ESRS S1-3 as CSDDD evidence: The S1-3 disclosure demonstrates that the company has the governance infrastructure to fulfil its CSDDD remediation obligation. A company with a well-described S1-3 process — clear access routes, appropriate remedy types, outcome tracking — is demonstrating CSDDD compliance readiness for its own workforce.
Remediation adequacy assessment: Both CSDDD and ESRS S1-3 require assessment of whether remediation is adequate — not just that a remedy was provided. Adequate remedy restores the affected worker to their pre-impact position. Inadequate remedy — for example, a small ex-gratia payment for serious workplace injury without ongoing medical support — does not satisfy either standard.
For companies designing remediation processes: use the UNGPs (UN Guiding Principles on Business and Human Rights) effectiveness criteria for grievance mechanisms as the design standard — legitimate, accessible, predictable, equitable, transparent, rights-compatible, and a source of continuous learning. A UNGPs-compliant remediation process satisfies both ESRS S1-3 and CSDDD simultaneously.
Frequently asked questions
Is remediation only required for legal violations, or for any negative impact?

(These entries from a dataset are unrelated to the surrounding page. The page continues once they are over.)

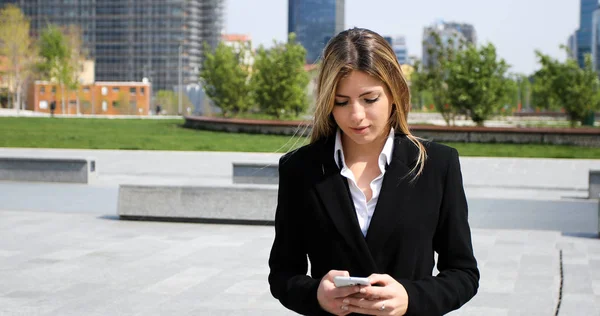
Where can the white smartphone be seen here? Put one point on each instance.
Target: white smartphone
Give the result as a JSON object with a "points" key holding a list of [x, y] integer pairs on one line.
{"points": [[341, 281]]}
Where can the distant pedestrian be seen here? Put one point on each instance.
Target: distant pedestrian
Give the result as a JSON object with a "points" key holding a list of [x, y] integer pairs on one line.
{"points": [[52, 108]]}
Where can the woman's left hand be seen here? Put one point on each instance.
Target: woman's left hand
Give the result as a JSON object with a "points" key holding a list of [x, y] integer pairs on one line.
{"points": [[385, 296]]}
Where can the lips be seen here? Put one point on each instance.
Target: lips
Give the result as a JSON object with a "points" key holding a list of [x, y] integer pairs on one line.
{"points": [[359, 130]]}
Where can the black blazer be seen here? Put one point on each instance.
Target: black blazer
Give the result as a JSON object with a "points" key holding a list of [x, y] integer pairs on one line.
{"points": [[315, 217]]}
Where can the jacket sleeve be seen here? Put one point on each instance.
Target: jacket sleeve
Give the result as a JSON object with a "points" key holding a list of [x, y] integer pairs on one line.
{"points": [[458, 279], [288, 263]]}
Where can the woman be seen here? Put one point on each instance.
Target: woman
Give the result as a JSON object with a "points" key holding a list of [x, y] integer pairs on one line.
{"points": [[366, 198]]}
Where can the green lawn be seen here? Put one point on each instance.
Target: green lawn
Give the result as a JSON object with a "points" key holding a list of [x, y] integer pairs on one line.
{"points": [[148, 134]]}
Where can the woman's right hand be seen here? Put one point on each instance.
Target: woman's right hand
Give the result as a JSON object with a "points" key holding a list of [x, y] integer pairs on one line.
{"points": [[331, 297]]}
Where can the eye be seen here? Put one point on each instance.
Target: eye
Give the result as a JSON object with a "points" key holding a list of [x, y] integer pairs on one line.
{"points": [[372, 100]]}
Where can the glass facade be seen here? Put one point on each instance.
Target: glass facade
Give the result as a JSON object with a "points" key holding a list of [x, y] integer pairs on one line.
{"points": [[136, 39], [314, 22], [584, 34], [400, 49]]}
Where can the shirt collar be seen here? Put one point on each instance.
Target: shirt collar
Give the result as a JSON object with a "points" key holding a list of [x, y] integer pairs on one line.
{"points": [[385, 157]]}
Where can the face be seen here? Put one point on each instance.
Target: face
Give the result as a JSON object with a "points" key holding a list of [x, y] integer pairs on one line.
{"points": [[362, 108]]}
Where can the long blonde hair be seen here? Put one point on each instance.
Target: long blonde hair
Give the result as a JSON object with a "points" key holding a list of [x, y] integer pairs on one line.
{"points": [[366, 51]]}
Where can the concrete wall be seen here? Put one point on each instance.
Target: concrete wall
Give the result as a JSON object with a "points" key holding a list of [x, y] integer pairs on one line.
{"points": [[555, 136], [47, 169]]}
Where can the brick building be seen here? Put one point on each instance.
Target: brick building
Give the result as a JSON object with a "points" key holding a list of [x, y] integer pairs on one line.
{"points": [[100, 98]]}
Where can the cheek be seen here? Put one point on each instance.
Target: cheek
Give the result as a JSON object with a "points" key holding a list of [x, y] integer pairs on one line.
{"points": [[337, 114]]}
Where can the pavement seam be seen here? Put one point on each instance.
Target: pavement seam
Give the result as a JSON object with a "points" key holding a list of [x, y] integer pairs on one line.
{"points": [[561, 283]]}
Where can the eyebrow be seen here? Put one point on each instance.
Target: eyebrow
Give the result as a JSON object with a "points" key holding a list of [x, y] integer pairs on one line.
{"points": [[345, 96]]}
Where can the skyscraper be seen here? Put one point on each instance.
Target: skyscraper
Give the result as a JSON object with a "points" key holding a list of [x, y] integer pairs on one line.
{"points": [[584, 33], [136, 39], [314, 22], [400, 49]]}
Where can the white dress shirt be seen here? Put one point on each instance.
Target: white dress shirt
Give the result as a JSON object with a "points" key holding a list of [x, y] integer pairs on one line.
{"points": [[364, 208]]}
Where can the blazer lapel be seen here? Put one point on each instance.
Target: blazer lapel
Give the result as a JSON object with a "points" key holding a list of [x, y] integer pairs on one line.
{"points": [[334, 194], [395, 193]]}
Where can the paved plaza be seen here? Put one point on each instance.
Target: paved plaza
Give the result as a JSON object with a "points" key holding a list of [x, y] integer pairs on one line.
{"points": [[63, 250]]}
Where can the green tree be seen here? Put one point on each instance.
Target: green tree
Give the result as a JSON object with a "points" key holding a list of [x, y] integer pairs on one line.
{"points": [[431, 76], [225, 76], [477, 83], [575, 89], [16, 46], [76, 55], [279, 80], [55, 64]]}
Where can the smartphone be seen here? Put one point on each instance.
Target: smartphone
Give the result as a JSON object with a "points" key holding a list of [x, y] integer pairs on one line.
{"points": [[341, 281]]}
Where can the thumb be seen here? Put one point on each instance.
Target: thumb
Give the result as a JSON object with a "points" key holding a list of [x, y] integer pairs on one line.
{"points": [[333, 273]]}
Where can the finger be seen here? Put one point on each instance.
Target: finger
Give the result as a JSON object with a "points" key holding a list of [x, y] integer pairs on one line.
{"points": [[343, 292], [376, 292], [334, 273], [380, 279], [368, 311], [363, 302]]}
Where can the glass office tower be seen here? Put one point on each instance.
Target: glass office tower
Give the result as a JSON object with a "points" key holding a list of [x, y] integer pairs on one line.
{"points": [[314, 22], [135, 39], [584, 33]]}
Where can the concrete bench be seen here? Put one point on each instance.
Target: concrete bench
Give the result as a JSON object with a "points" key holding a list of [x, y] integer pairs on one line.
{"points": [[255, 173], [221, 204], [68, 170], [594, 184]]}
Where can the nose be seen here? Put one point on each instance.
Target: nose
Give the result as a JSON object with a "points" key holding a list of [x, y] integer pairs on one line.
{"points": [[357, 113]]}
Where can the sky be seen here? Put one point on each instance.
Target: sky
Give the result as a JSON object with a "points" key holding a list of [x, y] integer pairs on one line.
{"points": [[516, 27]]}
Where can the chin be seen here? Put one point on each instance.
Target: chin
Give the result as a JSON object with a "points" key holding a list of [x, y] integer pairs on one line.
{"points": [[362, 140]]}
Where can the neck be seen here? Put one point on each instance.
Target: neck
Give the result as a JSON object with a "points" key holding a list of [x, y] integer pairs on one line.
{"points": [[354, 152]]}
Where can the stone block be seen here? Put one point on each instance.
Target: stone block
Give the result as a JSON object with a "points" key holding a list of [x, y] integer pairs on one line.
{"points": [[255, 173], [234, 203], [64, 170]]}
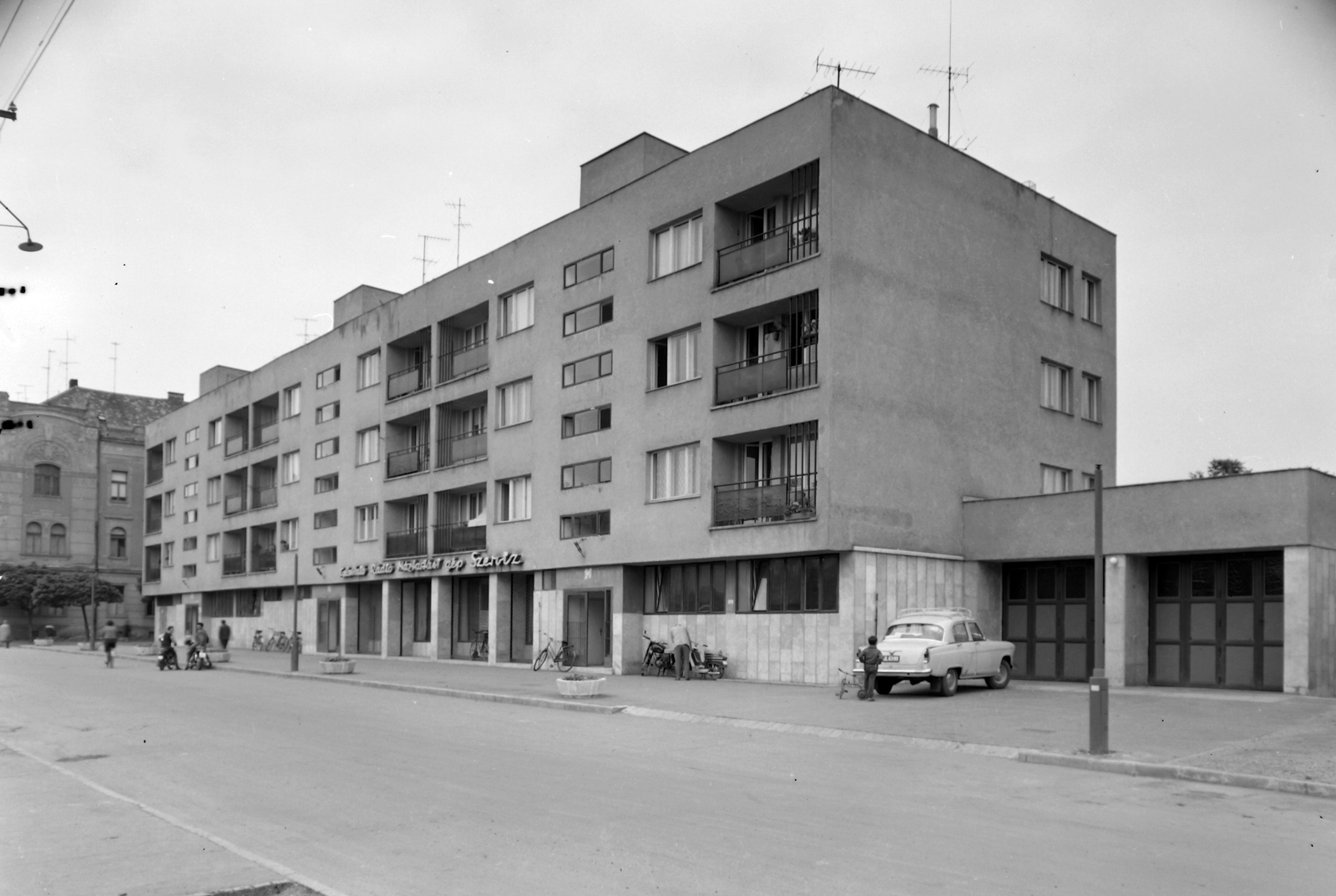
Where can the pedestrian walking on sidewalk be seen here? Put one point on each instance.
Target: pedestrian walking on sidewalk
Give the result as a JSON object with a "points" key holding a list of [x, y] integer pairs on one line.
{"points": [[109, 641], [870, 657], [679, 641]]}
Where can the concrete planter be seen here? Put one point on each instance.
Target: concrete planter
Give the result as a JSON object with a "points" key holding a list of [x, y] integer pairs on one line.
{"points": [[587, 688]]}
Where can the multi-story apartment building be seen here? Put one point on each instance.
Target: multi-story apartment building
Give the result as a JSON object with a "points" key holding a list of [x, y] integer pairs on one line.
{"points": [[73, 494], [748, 386]]}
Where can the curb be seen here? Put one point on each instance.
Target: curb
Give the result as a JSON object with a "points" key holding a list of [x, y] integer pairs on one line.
{"points": [[1180, 772]]}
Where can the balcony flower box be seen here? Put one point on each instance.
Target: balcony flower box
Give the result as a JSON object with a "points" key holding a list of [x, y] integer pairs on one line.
{"points": [[579, 686]]}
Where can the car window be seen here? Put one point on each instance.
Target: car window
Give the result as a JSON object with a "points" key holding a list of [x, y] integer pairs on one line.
{"points": [[915, 630]]}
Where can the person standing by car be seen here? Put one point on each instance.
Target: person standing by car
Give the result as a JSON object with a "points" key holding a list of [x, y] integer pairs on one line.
{"points": [[679, 641], [870, 657]]}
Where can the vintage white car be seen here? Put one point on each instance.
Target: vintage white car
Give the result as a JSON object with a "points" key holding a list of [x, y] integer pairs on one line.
{"points": [[941, 645]]}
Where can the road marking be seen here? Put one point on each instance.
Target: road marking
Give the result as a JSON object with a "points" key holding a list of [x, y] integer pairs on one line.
{"points": [[177, 823]]}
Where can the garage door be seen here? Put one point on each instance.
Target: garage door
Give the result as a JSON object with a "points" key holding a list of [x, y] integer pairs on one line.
{"points": [[1217, 621]]}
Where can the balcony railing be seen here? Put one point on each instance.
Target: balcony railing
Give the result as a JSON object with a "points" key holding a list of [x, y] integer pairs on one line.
{"points": [[777, 372], [452, 537], [411, 543], [774, 499], [460, 449], [465, 361], [405, 461], [264, 559], [411, 379], [787, 243]]}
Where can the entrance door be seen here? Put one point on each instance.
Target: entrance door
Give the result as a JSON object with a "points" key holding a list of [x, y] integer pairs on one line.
{"points": [[590, 626], [1046, 615], [1217, 621]]}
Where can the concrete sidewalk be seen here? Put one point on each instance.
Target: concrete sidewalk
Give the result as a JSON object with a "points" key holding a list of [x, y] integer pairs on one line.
{"points": [[1235, 736]]}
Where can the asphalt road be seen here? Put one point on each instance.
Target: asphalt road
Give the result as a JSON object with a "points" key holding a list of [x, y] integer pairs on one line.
{"points": [[374, 792]]}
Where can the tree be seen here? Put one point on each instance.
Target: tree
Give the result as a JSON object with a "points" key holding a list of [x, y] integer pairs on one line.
{"points": [[1222, 466]]}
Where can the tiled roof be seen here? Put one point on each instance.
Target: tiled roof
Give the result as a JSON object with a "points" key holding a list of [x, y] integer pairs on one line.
{"points": [[120, 410]]}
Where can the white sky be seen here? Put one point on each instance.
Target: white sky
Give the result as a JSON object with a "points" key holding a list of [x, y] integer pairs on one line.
{"points": [[204, 174]]}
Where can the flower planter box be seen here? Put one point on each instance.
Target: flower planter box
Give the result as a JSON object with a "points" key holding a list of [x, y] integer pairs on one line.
{"points": [[587, 688]]}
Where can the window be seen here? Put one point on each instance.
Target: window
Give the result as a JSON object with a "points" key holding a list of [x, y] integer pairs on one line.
{"points": [[587, 267], [514, 499], [588, 473], [46, 481], [327, 377], [287, 534], [678, 246], [587, 318], [790, 584], [1091, 299], [685, 588], [369, 445], [1092, 398], [588, 421], [514, 311], [120, 485], [514, 403], [1055, 287], [675, 358], [291, 466], [369, 523], [579, 525], [672, 473], [293, 401], [1055, 390], [1055, 479], [33, 539], [587, 369], [367, 370]]}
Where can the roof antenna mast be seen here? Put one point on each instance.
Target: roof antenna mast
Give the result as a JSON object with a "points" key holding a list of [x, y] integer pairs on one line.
{"points": [[950, 71]]}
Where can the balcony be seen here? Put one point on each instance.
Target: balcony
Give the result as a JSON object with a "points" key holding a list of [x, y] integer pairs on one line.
{"points": [[464, 448], [411, 379], [412, 459], [783, 245], [411, 543], [775, 499], [453, 537]]}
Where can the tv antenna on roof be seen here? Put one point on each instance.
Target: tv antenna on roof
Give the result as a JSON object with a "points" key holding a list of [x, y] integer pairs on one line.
{"points": [[841, 68], [950, 71]]}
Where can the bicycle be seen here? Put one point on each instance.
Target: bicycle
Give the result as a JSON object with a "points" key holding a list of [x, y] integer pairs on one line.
{"points": [[478, 649], [561, 657]]}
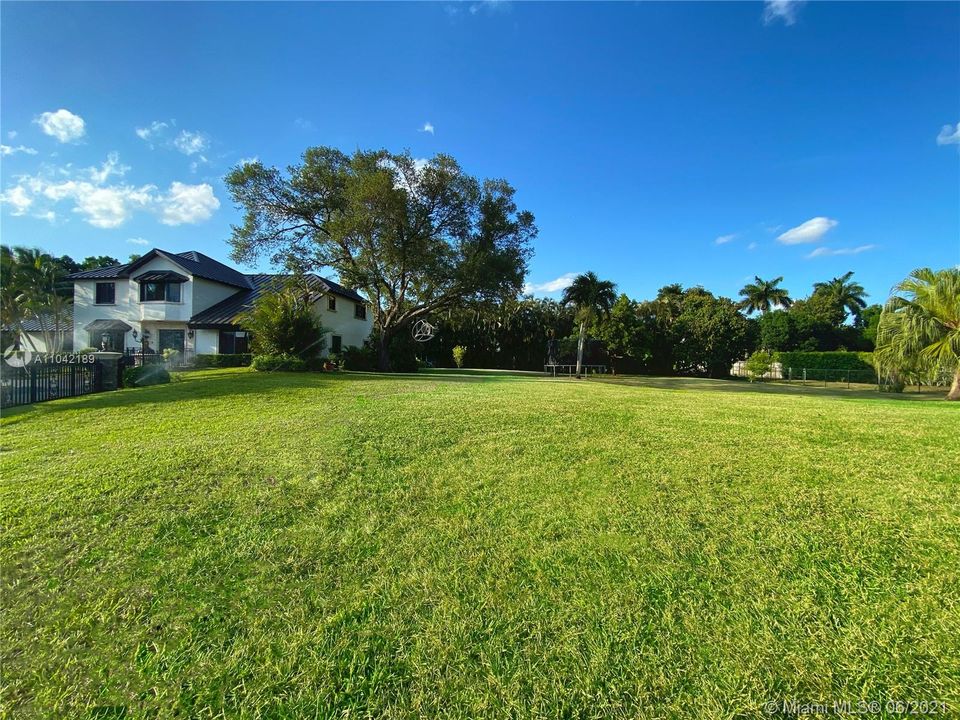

ESRS S1-3 covers negative impacts that the company has caused or contributed to — including those that do not constitute legal violations. A company policy that creates psychological harm without violating any law may still require remedy under ESRS S1-3 impact materiality. Remediation obligations follow from harm caused, not just from legal breach.
How do we balance remediation disclosure with legal privilege?
Aggregate process descriptions and outcome counts are generally disclosable without compromising legal privilege. Specific case details — investigation findings, settlement terms, legal advice — are typically privileged. Disclose the process and aggregate outcomes (number of cases remediated, types of remedy provided) while protecting case-specific confidentiality. Legal review of the specific language in S1-3 disclosures is strongly recommended before first publication.
We have never had a formal remediation case — how do we disclose S1-3?
Disclose the process even where no cases have arisen. A company with robust H&S management, fair pay practices, and strong anti-discrimination culture may genuinely have no remediation cases — but the process must still exist and be disclosed. Describe the mechanisms through which workers could access remediation if needed, and note that no cases arose during the reporting period. The process infrastructure is the disclosure requirement, not the case count.